Transcript of audio recording:
Background sound: slow, soft waves rolling into shore
Male Irish voice: But, um, I believe that he was fed by a bucket and a rope, and they would have fed him fish and eggs and whatever else they could find: shellfish, maybe mussels sticking to the side of a rock, and stuff like that. But, em, his whole destiny would have been – he was probably totally mad, because… you know… even if you are in the middle of nowhere, you’re still going to sin because we sin in thought and word and deed. It’s not just a deed that’s a sin. We can sin by thought, we can sin by word, and we can … So I’m sure by God that he’d had bad thoughts. He must’ve crucified himself for that, you know. Em, so, I think he probably believed that he went up here, and went into this total isolation, that he couldn’t do nothing wrong, before God.

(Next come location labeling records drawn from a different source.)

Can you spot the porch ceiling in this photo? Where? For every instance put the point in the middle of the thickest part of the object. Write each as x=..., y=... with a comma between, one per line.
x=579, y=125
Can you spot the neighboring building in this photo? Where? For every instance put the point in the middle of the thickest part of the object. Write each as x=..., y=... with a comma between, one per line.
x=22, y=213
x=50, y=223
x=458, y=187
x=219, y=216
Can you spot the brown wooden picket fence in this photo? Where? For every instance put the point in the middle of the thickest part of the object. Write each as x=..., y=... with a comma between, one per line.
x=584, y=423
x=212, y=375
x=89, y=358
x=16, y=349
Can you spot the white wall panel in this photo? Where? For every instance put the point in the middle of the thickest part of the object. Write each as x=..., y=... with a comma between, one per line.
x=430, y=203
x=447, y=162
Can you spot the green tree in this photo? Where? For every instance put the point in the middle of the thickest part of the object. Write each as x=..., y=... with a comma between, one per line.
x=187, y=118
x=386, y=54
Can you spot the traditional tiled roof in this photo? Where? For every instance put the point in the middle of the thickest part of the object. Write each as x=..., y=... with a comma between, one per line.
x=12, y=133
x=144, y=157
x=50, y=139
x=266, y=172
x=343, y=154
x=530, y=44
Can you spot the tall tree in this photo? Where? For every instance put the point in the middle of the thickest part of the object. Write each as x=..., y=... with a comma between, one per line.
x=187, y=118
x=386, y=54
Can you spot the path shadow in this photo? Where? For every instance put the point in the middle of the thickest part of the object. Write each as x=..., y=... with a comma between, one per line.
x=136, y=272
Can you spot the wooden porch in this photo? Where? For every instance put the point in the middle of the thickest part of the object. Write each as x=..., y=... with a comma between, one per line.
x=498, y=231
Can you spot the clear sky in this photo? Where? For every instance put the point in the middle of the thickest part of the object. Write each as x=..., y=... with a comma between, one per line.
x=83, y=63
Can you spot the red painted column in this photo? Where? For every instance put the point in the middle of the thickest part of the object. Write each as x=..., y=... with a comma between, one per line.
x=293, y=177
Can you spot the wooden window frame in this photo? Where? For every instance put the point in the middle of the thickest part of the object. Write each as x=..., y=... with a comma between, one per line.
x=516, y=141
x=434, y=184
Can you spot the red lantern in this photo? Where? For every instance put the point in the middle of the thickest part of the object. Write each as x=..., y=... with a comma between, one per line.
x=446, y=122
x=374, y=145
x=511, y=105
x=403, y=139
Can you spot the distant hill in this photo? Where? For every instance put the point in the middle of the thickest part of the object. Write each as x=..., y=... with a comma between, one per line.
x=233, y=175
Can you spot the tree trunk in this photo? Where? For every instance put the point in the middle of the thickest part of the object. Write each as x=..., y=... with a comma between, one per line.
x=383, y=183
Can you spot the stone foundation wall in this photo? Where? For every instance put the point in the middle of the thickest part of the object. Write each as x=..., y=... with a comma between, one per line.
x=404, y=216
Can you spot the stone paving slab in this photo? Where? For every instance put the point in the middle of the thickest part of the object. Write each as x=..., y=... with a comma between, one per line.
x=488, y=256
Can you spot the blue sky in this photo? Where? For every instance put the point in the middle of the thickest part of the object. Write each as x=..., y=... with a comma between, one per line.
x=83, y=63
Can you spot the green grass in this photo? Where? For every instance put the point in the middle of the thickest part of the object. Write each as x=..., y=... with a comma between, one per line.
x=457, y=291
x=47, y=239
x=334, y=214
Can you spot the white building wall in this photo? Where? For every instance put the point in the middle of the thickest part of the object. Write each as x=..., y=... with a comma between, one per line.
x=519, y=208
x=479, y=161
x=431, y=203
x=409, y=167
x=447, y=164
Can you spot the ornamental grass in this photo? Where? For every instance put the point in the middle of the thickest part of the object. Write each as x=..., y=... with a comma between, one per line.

Female American voice: It might not have been about trying to escape sin-making. I mean, it might’ve been not so much a running-away, but a running-toward, don’t you think?
Male Irish voice: Well, closer to God, yeah. But removing yourself from,,,, because, once upon a time, I thought of doing the same thing. So I have those thoughts and once upon a time I thought, well, if I went somewhere where there’s no people, if I could live somewhere where’s there nothing around me, then I could get closer to God because I can’t sin. That was my thought, and I nearly achieved it. It was my mother came down and said,”What are you doing?” I was going to go off and be a monk, but I had a wife and kids, and my mother said, “You can’t do this!” But I wanted to get closer to God. That was my passion, and still is, to get closer to God. But I believe you don’t get that real close ‘til you die anyway, ‘til you come into His presence.
(fades to waves)
Text on panel reads:
June 2. Cill Rialaig. 15:42 Lunch: fish stew with carrageen and mushrooms
MC just dropped by for a visit. He is quite a sweetiepie. Today, I noticed the form and line of his muscled body: his willowy taut forearms, their soft hair blonde and fleecy; the ripples of his thighs pushing against his work pants – sculpted not by the gym, but by the truth of his life, laboring day in day out on fields and in furrows, barn and mountain. His partnership with the land inscribed on his body, testimony presented to me as a map, and a choice.